Tuesday, January 5, 2016

Henry David Thoreau's bullshit

Sitting in the doctor's waiting room today, I got to reading an Oct. 19, 2015, New Yorker article by Kathryn Schulz entitled "Pond Scum: Henry David Thoreau's Moral Myopia." Schulz is kind to Thoreau's pedal-to-the-metal distaste for slavery and to his capacity to write beautifully about nature.

But when it comes to Thoreau's much-adored "Walden," Schulz rips into this American icon (1817-1862) with a gusto that would do a bookie's knee-capper proud.
Like many canonized works, it ["Walden"] is more revered than read, so it exists for most people only as a dim impression retained from adolescence or as the source of a few famous lines: “I went to the woods because I wished to live deliberately.” “If you have built castles in the air, your work need not be lost; that is where they should be. Now put the foundations under them.” “Simplicity, simplicity, simplicity!”
Since I stand guilty in the never-have-read-it-spotlight Schulz casts on "Walden" and its author, I hesitate to comment on her commentary other than to say that her criticisms of the oh-so-burnished, pantheonic place reserved for this book whose audience I too have seen genuflecting is ... well, "ludicrous" is a good deal kinder than Schulz is with her verbal brass knuckles. Misanthrope, hypocrite, narcissist ... the laundry list and evidence to support it goes on and on.

I liked the Schulz piece.
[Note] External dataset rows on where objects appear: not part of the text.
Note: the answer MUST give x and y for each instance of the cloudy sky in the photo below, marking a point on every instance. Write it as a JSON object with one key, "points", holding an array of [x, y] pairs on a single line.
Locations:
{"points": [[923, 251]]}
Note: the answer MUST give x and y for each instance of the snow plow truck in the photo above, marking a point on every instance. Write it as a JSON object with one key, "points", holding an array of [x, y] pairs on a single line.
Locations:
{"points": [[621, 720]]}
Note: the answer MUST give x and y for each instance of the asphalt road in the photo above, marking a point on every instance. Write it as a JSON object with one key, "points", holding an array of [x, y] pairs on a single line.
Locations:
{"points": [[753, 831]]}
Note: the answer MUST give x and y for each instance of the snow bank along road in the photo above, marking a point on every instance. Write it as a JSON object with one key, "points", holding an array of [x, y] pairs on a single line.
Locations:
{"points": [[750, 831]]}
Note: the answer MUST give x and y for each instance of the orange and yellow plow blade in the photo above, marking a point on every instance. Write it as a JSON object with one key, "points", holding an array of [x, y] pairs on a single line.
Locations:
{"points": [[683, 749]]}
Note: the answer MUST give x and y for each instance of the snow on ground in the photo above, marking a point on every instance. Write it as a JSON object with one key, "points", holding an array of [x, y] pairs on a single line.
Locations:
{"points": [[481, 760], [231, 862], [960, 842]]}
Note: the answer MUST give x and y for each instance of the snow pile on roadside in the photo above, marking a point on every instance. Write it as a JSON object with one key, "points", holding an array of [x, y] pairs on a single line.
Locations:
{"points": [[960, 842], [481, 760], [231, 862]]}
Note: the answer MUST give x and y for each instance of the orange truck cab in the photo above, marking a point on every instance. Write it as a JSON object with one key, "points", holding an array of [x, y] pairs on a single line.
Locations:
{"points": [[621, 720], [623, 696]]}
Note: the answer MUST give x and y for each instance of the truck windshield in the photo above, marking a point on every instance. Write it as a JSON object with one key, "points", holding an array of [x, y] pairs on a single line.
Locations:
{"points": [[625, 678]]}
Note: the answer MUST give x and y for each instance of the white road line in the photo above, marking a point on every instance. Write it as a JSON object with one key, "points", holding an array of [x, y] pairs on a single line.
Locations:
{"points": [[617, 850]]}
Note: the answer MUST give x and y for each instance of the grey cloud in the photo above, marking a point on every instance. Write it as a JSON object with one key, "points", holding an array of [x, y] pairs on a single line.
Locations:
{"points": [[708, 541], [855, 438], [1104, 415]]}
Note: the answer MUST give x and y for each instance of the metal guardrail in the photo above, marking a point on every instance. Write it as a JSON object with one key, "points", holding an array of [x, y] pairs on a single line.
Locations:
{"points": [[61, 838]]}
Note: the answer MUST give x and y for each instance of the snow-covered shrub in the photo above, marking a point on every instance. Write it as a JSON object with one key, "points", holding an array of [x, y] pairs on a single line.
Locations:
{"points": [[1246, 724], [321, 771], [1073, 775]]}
It almost -- but not quite -- made me want to read "Walden."

1 comment:

  1. It has been a while since I read it, but here broad generalizations from what I remember: The first part is hard to get through because he is busy congratulating himself on how thrifty and practical he is, compared to everyone else who wastes money on silly things, like fashionable clothes and fancy houses. Once the cabin is built and he settles down to write about living there, what he observes, and the lake itself, the book is much more interesting. He described the first year with a lot of detail. Then ends abruptly with something like "And the second year passed much the same as the first. The End." I think it was worth reading, and someday I'll probably pull it out and read it again.